To this end, the movie uses all manner of clichés. These include the inevitable "chance" meeting on a cold night between Leigh Anne Tuohy (Bullock) and Michael (Quinton Aaron), at which point she brings him home, as well as her display of sympathy for Michael's fidgety drug addict mom Denise (Adriane Lenox). The film also resorts to an excruciating montage in which Leigh Anne's adorable son SJ (Jae Head) trains Michael (running up stairs, doing push-ups), and the Big Game when the high school's Coach Cotton (Ray McKinnon) sees at last Michael's brilliance. (So you don't feel too badly about the opponent who is based again and again, he goads Michael with all manner of racist and bullying taunts.) The pile-on of these soaring emotional moments, accompanied by soaring music, is overwhelming. This is a movie demanding to be loved.
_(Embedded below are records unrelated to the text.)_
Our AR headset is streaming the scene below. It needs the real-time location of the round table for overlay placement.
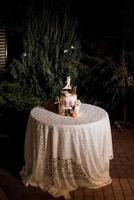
[20,103,113,199]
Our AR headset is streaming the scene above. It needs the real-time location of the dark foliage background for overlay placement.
[0,0,134,126]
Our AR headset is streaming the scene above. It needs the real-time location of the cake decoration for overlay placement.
[57,76,81,117]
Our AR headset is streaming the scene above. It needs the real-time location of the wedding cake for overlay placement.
[58,76,81,117]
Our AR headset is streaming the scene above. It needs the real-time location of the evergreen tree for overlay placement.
[11,6,80,100]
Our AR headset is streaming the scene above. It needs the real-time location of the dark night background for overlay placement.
[0,0,134,42]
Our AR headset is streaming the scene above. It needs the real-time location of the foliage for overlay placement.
[11,4,80,100]
[0,81,40,111]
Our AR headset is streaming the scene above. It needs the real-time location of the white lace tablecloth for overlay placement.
[20,104,113,199]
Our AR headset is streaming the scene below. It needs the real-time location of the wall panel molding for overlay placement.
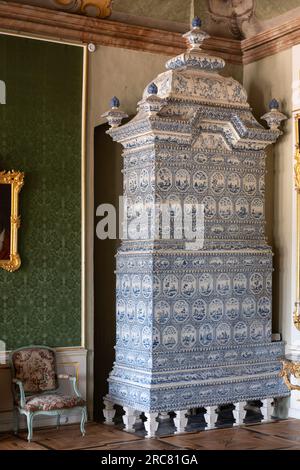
[0,1,242,64]
[0,1,300,64]
[241,17,300,64]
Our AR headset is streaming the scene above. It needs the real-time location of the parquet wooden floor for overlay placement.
[0,419,300,451]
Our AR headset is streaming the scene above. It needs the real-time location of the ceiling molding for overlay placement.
[0,1,242,64]
[241,16,300,64]
[0,0,300,64]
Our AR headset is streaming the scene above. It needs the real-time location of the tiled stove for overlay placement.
[105,18,289,437]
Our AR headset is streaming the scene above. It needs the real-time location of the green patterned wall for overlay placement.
[0,35,83,349]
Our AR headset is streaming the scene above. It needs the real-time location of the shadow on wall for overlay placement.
[248,71,288,333]
[0,80,6,104]
[94,124,123,421]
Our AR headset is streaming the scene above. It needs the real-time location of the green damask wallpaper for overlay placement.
[0,35,83,349]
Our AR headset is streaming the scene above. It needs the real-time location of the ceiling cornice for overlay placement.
[0,1,242,64]
[0,0,300,64]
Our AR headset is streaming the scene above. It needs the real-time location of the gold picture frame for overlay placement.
[0,170,24,272]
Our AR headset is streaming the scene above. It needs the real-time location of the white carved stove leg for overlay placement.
[174,410,188,434]
[103,399,116,425]
[145,413,158,438]
[158,411,170,423]
[204,406,218,431]
[233,401,247,426]
[123,406,137,432]
[260,398,274,423]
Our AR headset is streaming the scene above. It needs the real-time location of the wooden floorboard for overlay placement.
[0,419,300,451]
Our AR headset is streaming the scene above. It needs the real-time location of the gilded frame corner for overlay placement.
[0,170,24,272]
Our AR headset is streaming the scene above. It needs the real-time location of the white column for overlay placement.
[123,406,137,432]
[233,401,247,426]
[103,399,116,425]
[158,411,170,423]
[260,398,274,423]
[145,413,158,438]
[204,406,218,431]
[174,410,188,434]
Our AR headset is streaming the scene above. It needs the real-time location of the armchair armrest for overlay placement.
[57,374,82,398]
[13,379,26,408]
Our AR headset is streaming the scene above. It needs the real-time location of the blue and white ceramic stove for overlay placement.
[104,18,289,437]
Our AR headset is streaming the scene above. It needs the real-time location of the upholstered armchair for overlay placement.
[11,346,87,441]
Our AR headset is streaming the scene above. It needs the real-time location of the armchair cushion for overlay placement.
[24,394,86,412]
[12,347,58,393]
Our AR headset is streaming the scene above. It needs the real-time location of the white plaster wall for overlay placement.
[244,46,300,418]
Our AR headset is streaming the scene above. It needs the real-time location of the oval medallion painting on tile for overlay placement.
[104,18,289,437]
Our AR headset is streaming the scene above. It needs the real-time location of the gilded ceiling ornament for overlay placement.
[80,0,112,18]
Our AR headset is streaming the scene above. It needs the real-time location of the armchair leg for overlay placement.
[26,413,33,442]
[13,408,19,434]
[80,407,87,437]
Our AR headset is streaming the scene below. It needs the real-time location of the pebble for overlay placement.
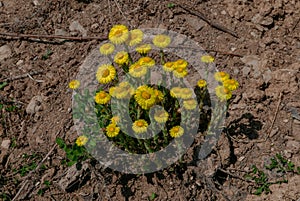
[54,29,68,36]
[186,17,205,31]
[0,45,12,61]
[26,95,43,114]
[69,21,87,37]
[1,140,11,149]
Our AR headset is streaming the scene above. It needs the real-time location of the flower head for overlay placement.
[170,87,181,98]
[138,57,155,67]
[132,119,148,133]
[110,116,120,124]
[154,89,164,102]
[114,51,129,65]
[223,79,239,91]
[108,24,129,44]
[169,126,184,138]
[69,80,80,89]
[135,44,151,55]
[201,55,215,63]
[153,34,171,48]
[163,61,174,72]
[129,62,148,77]
[134,85,156,110]
[128,29,144,46]
[214,71,229,82]
[173,67,188,78]
[197,79,207,88]
[179,88,193,99]
[154,110,169,123]
[215,86,232,101]
[96,64,116,84]
[75,135,89,147]
[106,123,120,137]
[183,99,197,110]
[94,91,110,105]
[99,43,115,55]
[174,59,188,69]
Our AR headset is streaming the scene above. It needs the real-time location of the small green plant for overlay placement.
[245,153,300,195]
[265,154,299,174]
[148,193,157,201]
[56,138,90,166]
[38,180,51,196]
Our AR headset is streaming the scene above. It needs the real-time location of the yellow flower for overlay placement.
[114,51,129,65]
[132,119,148,133]
[179,88,193,99]
[215,86,232,101]
[108,24,129,44]
[134,85,156,110]
[69,80,80,89]
[128,29,144,46]
[109,82,134,99]
[170,87,181,98]
[170,126,184,138]
[129,63,148,77]
[154,89,164,102]
[99,43,115,55]
[215,71,229,82]
[174,59,188,69]
[94,91,110,105]
[173,67,188,78]
[138,57,155,67]
[153,34,171,48]
[135,44,151,55]
[183,99,197,110]
[197,80,207,88]
[154,110,169,123]
[163,61,174,72]
[223,79,239,91]
[106,123,120,137]
[110,116,120,124]
[201,55,215,63]
[96,64,117,84]
[75,135,89,147]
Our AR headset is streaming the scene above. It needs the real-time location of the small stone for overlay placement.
[69,21,87,37]
[0,45,12,61]
[26,95,43,114]
[186,16,205,31]
[1,140,11,149]
[260,17,274,26]
[16,59,24,66]
[263,68,272,83]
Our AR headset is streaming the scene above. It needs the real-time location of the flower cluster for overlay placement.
[69,25,239,153]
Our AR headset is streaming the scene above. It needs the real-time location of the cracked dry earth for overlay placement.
[0,0,300,201]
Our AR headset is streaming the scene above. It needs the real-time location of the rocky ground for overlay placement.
[0,0,300,201]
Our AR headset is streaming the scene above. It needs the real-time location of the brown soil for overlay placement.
[0,0,300,201]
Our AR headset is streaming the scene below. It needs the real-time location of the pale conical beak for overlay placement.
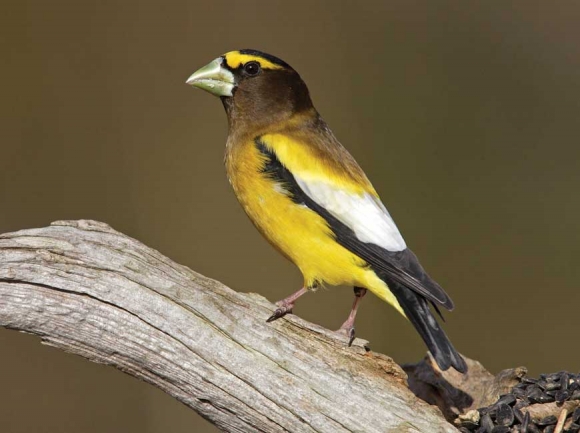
[186,57,235,96]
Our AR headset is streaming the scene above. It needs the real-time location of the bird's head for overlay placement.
[186,50,312,123]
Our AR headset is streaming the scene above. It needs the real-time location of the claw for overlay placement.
[266,305,292,323]
[266,287,308,322]
[347,326,354,347]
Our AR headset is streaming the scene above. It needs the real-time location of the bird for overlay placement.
[186,49,467,373]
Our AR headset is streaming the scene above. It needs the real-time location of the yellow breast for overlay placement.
[226,137,366,287]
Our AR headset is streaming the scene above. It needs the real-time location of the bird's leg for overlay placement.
[266,287,308,322]
[338,287,367,347]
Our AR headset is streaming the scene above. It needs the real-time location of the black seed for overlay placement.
[521,412,530,433]
[536,415,558,425]
[514,407,525,424]
[514,400,530,409]
[544,382,561,391]
[560,373,570,391]
[528,389,554,403]
[479,413,493,433]
[554,390,570,404]
[496,394,516,406]
[522,377,538,383]
[495,404,514,426]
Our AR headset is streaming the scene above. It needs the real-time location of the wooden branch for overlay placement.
[0,221,457,433]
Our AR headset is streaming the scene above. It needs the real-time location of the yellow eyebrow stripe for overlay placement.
[224,51,283,69]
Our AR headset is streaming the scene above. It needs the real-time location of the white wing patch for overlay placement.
[294,176,407,251]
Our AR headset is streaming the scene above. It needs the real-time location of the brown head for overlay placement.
[187,50,313,132]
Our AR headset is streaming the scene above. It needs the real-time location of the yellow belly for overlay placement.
[226,142,402,313]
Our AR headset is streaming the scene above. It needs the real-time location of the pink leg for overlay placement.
[266,287,308,322]
[339,287,367,346]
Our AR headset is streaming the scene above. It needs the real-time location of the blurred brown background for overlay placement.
[0,0,580,433]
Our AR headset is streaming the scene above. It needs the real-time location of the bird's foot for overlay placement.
[266,287,308,322]
[266,301,294,322]
[336,320,355,347]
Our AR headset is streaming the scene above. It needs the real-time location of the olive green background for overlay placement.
[0,0,580,433]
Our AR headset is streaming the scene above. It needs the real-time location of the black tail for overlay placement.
[389,282,467,373]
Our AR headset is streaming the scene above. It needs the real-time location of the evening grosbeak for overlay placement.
[187,50,467,372]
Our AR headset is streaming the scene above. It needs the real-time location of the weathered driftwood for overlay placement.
[0,221,524,433]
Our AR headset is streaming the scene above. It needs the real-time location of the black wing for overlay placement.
[255,138,454,310]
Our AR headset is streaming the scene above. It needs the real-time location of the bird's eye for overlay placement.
[244,62,260,76]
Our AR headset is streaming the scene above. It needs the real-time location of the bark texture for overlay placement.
[0,220,463,433]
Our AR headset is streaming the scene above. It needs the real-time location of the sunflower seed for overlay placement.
[495,404,514,426]
[536,415,558,426]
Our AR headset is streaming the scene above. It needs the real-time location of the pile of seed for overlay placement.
[459,371,580,433]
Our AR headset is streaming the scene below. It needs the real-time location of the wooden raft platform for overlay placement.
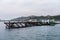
[4,21,50,28]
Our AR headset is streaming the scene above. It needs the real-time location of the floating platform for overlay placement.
[4,21,54,28]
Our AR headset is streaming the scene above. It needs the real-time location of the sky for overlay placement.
[0,0,60,20]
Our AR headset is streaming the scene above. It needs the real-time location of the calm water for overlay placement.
[0,22,60,40]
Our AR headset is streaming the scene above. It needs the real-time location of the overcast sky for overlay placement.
[0,0,60,19]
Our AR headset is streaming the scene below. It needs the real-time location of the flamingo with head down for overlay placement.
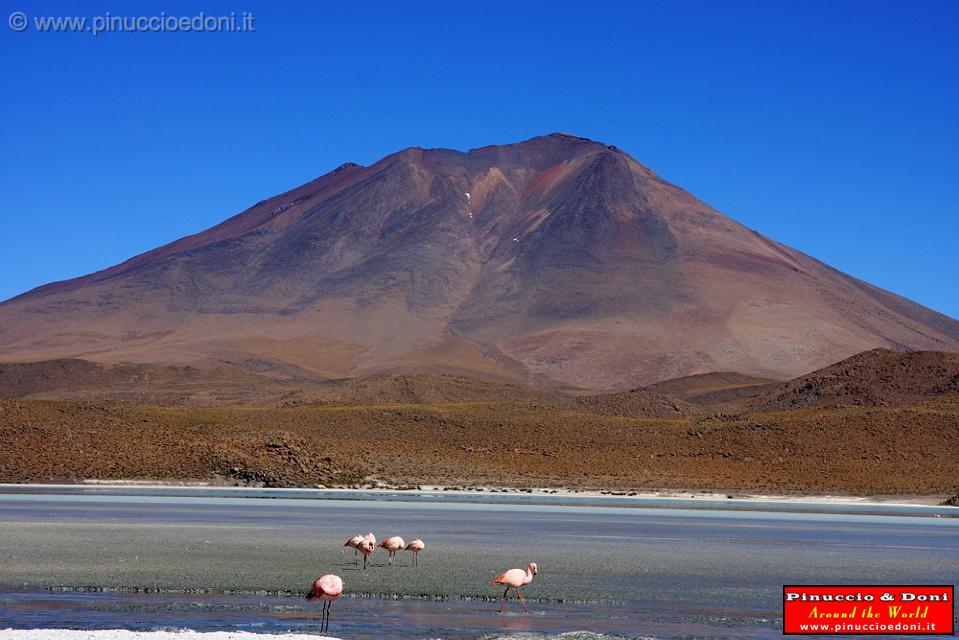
[377,536,406,567]
[306,573,343,631]
[490,562,539,613]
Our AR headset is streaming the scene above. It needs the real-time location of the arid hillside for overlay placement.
[0,134,959,390]
[0,351,959,496]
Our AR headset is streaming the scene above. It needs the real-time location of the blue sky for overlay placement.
[0,0,959,317]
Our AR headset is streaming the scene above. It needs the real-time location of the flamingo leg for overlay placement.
[499,587,509,613]
[516,589,529,613]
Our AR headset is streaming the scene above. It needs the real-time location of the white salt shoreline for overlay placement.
[0,629,337,640]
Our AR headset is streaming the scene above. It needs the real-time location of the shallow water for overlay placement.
[0,591,774,640]
[0,494,959,640]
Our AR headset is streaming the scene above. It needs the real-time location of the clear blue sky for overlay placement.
[0,0,959,317]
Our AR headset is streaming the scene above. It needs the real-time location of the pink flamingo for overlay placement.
[356,534,376,569]
[306,573,343,631]
[377,536,406,567]
[490,562,539,613]
[343,535,363,564]
[404,538,426,567]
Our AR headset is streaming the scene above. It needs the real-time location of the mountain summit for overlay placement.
[0,133,959,389]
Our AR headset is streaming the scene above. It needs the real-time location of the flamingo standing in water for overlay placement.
[404,538,426,567]
[490,562,539,613]
[356,533,376,569]
[343,535,363,564]
[306,573,343,631]
[377,536,406,567]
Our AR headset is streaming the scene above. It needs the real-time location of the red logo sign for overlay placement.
[783,585,955,636]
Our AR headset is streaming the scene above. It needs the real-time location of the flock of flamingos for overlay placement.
[306,531,539,631]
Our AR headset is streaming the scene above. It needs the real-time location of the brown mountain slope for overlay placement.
[0,134,959,390]
[644,371,779,405]
[745,349,959,411]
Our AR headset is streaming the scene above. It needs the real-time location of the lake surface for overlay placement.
[0,487,959,639]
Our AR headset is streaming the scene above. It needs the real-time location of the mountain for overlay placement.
[0,134,959,390]
[744,349,959,411]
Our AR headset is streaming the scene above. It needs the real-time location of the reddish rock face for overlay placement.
[0,134,959,389]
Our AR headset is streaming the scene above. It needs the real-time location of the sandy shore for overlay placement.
[0,629,336,640]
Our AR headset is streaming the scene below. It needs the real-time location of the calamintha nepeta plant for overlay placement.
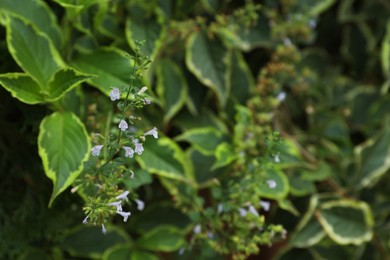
[73,42,158,234]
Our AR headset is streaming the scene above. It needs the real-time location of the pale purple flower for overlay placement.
[238,208,248,217]
[107,201,122,211]
[115,190,129,200]
[133,139,144,155]
[116,211,131,222]
[122,146,134,158]
[260,200,271,211]
[248,205,259,217]
[135,199,145,211]
[118,119,129,131]
[110,88,121,101]
[91,145,103,156]
[267,180,276,189]
[102,224,107,235]
[144,127,158,139]
[193,224,202,234]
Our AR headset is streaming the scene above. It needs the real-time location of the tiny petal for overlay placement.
[260,200,271,211]
[238,208,248,217]
[110,88,121,101]
[135,199,145,211]
[91,145,103,156]
[102,224,107,235]
[107,201,122,211]
[116,211,131,222]
[193,224,202,234]
[267,180,276,189]
[138,86,148,95]
[118,119,129,131]
[249,205,259,217]
[122,146,134,158]
[144,127,158,139]
[115,190,129,200]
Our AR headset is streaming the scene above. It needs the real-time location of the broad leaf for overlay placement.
[72,48,132,94]
[157,59,188,122]
[175,127,225,155]
[186,32,230,107]
[137,226,184,252]
[0,0,62,49]
[7,16,64,86]
[38,112,90,206]
[0,73,44,105]
[318,200,374,245]
[136,137,193,180]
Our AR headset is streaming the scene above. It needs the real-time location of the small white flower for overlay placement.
[193,224,202,234]
[91,145,103,156]
[138,86,148,95]
[267,180,276,189]
[107,201,122,211]
[238,208,248,217]
[135,199,145,211]
[118,119,129,131]
[122,146,134,158]
[276,91,287,102]
[144,127,158,139]
[102,224,107,235]
[115,190,129,200]
[133,139,144,155]
[260,200,271,211]
[110,88,121,101]
[116,211,131,222]
[248,205,259,217]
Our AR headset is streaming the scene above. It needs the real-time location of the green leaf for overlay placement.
[175,127,225,155]
[186,32,230,107]
[259,169,289,199]
[72,47,132,94]
[0,73,44,105]
[137,226,184,252]
[38,112,90,206]
[356,125,390,188]
[7,16,64,86]
[157,59,188,123]
[126,15,164,57]
[62,225,131,259]
[46,68,92,101]
[0,0,62,49]
[381,19,390,80]
[318,200,374,245]
[136,137,193,180]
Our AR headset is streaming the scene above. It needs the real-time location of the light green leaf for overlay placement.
[186,32,230,107]
[0,0,62,49]
[46,68,93,101]
[126,17,164,57]
[381,19,390,80]
[136,137,193,180]
[318,200,374,245]
[7,16,63,86]
[137,226,184,252]
[38,112,90,206]
[157,59,188,123]
[259,169,289,200]
[72,48,132,94]
[356,125,390,188]
[0,73,44,105]
[175,127,225,155]
[62,225,132,259]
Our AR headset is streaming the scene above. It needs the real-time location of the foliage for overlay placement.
[0,0,390,259]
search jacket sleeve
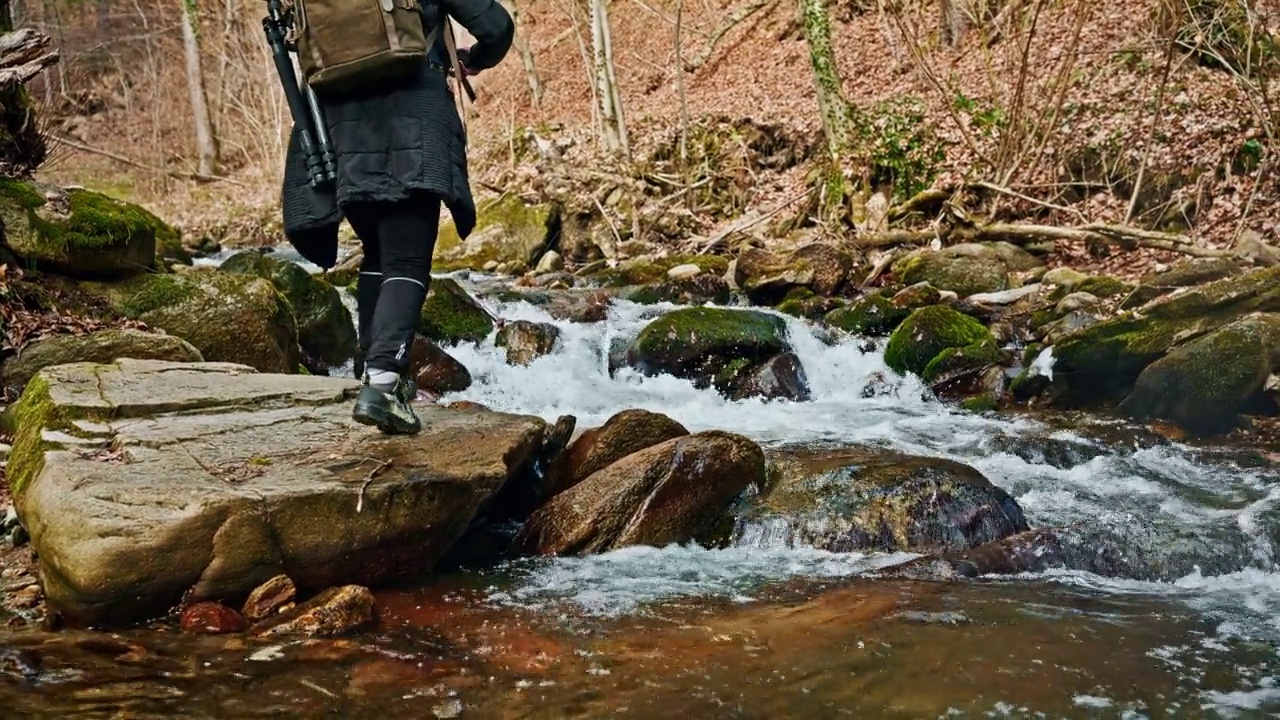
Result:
[440,0,516,72]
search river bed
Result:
[0,263,1280,719]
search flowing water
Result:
[0,260,1280,717]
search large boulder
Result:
[513,430,764,555]
[625,307,808,400]
[0,179,182,278]
[884,305,998,382]
[82,269,302,373]
[0,328,204,395]
[8,360,545,625]
[219,250,356,366]
[1120,313,1280,432]
[735,447,1028,552]
[893,243,1010,297]
[417,278,494,345]
[1052,265,1280,405]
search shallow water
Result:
[0,266,1280,717]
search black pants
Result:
[343,193,440,374]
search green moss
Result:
[884,305,995,377]
[417,278,494,345]
[1073,275,1133,297]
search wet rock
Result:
[408,334,471,395]
[6,360,545,625]
[623,307,791,398]
[547,409,689,497]
[893,243,1009,297]
[242,575,298,623]
[884,305,1000,382]
[81,268,302,373]
[218,250,356,365]
[417,278,494,346]
[494,320,559,365]
[0,328,204,395]
[182,602,248,635]
[733,448,1028,552]
[0,181,175,279]
[513,430,764,555]
[252,585,374,638]
[1052,266,1280,405]
[733,242,852,305]
[1120,313,1280,433]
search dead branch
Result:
[685,0,773,72]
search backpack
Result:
[284,0,462,94]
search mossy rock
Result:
[218,250,356,366]
[82,269,302,373]
[0,179,180,279]
[893,243,1009,297]
[1053,260,1280,406]
[1120,313,1280,433]
[884,305,996,380]
[431,193,561,273]
[417,278,494,346]
[823,292,911,337]
[591,255,728,287]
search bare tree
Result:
[182,0,218,176]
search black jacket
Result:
[282,0,515,268]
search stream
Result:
[0,251,1280,720]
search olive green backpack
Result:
[284,0,462,94]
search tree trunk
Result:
[500,0,544,108]
[800,0,867,224]
[591,0,631,158]
[182,0,218,176]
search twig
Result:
[356,460,392,512]
[50,135,244,187]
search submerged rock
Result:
[513,430,764,555]
[625,307,808,400]
[218,250,356,366]
[8,356,545,625]
[735,448,1028,552]
[0,328,204,395]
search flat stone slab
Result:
[14,360,545,625]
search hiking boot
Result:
[351,375,422,434]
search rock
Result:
[81,268,302,373]
[893,243,1009,297]
[417,278,494,346]
[733,447,1028,552]
[625,307,791,398]
[733,242,852,305]
[1120,313,1280,433]
[884,305,998,382]
[513,430,764,555]
[1052,266,1280,406]
[252,585,374,638]
[424,195,561,271]
[534,250,564,274]
[0,328,204,395]
[242,575,298,623]
[182,602,248,635]
[408,334,471,395]
[494,320,559,365]
[545,409,689,497]
[6,356,545,625]
[667,263,703,281]
[218,250,356,366]
[0,179,182,279]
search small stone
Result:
[243,575,298,623]
[534,250,564,274]
[667,263,703,281]
[182,602,246,635]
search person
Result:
[285,0,515,434]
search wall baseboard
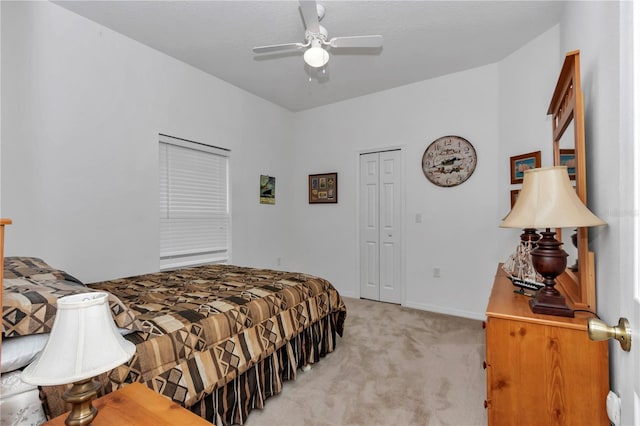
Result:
[402,302,487,321]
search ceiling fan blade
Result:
[326,35,383,47]
[300,0,320,34]
[253,43,308,53]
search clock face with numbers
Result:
[422,136,477,187]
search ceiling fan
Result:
[253,0,382,68]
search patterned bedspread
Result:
[65,265,346,420]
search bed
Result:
[0,257,346,425]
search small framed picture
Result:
[309,173,338,204]
[560,149,576,180]
[511,189,520,208]
[511,151,540,183]
[260,175,276,204]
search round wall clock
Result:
[422,136,478,187]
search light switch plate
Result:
[607,391,621,426]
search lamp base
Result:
[529,287,574,318]
[62,378,100,426]
[529,228,573,317]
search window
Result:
[159,135,231,269]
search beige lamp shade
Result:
[500,166,606,229]
[22,292,136,385]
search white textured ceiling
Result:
[55,0,564,111]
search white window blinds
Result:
[159,135,231,269]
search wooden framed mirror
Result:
[547,50,596,311]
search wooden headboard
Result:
[0,218,11,351]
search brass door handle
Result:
[587,318,631,352]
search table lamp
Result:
[22,292,136,426]
[500,166,606,317]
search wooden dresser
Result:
[485,266,609,426]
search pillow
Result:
[4,257,84,286]
[0,333,49,373]
[2,278,142,337]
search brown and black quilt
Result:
[3,258,346,425]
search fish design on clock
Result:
[422,135,478,187]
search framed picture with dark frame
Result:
[511,189,520,208]
[511,151,541,183]
[309,173,338,204]
[560,149,576,180]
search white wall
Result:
[497,25,562,260]
[289,27,559,318]
[561,2,638,424]
[1,2,292,282]
[1,2,559,318]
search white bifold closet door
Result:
[359,150,402,303]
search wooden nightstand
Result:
[485,267,609,426]
[45,383,211,426]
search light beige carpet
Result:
[245,298,487,426]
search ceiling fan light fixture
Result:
[304,40,329,68]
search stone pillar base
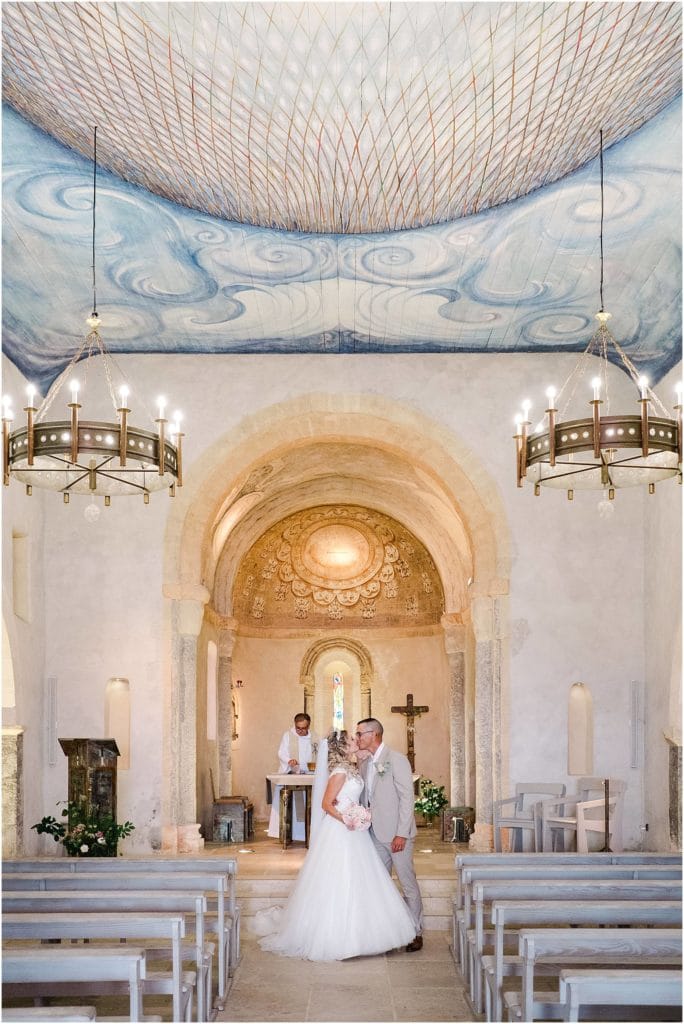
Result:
[162,824,204,854]
[468,822,494,853]
[162,825,178,853]
[178,823,204,853]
Michael's integration happens quickly, which is not to say it's painless. For a few minutes before he meets Leigh Anne, the boy is enrolled at a Christian academy in Memphis (essentially at the behest of Cotton, who wants him for the team). He appears in a sea of small Caucasians, the camera pointed up to emphasize his humungousness. In class, he's silent and polite, and his teachers worry. What's he thinking, anyway? They get a gander when Mrs. Boswell (Kim Dickens) reads his essay for a group in the teachers' lounge: "I see white everywhere. The teachers do not know that I have no idea of anything they're talking about. I go to the bathroom, I look in the mirror and say, 'This is not me.'" She pauses pregnantly, then concludes, "He entitled it, 'White Walls.'" Yes, the teachers all look sheepish. And yes, they all participate in a montage of "helping Michael learn," in hallways and classrooms, their red grades marked on his papers in close-ups.
Still, he needs a place to sleep. Enter Leigh Anne, a local interior designer married to a Taco Bell franchise owner, Sean (Tim McGraw). Though her lady friends at the club disapprove, she brings Michael into her home, gives him a bedroom and takes him shopping for clothes ("If you don't love it in the store, you won't wear it"), and takes a brief moment to worry that her cheerleader daughter might feel uncomfortable with a large black boy under the same roof. Sean mostly observes all this, affirming his wife's decisions: "I've seen that look many times," he says. "She's about to get her way."
When Coach Cotton complains that Michael isn't aggressive enough playing football, Leigh Anne takes charge of that too. On hearing that he's scored 98% on some test for "protective instincts," she walks out on the practice field -- the watching-her-walk shot emphasizing her high heels and tight skirt -- and instructs him to protect his scrawny quarterback like he's "family." Voila! A star offensive left tackle is born.
The film does note a wrinkle en route to the happy ending, when the Tuohys' enthusiasm for Ole Miss (and Leigh Anne's special detestation for Tennessee) seem to lead Michael to make a college choice based on money, namely their donations over the years and his scholarship. When the NCAA investigator suggests as much to Michael, he's horrified and suddenly doubts his adoptive parents, thinking they might have planned to pick him up off the street and train him up for their team, in order to fulfill their own selfish needs. It's quite a spin-around, and he acts it out as only a confused black boy can, by heading back to the project and re-affiliating with the drug dealers and gang-bangers who live there.
This shadowy and hectic scene takes even less screen time than the SJ-training montage, but it's an awfully tedious bit of narrative and thematic punctuation: look where this black boy would have been if he hadn't met the white lady on the road that night! As much as Leigh Anne so sincerely insists that she's the one whose life has been changed by their relationship, the movie underlines the more banal point. She's rescued him. Don't forget it.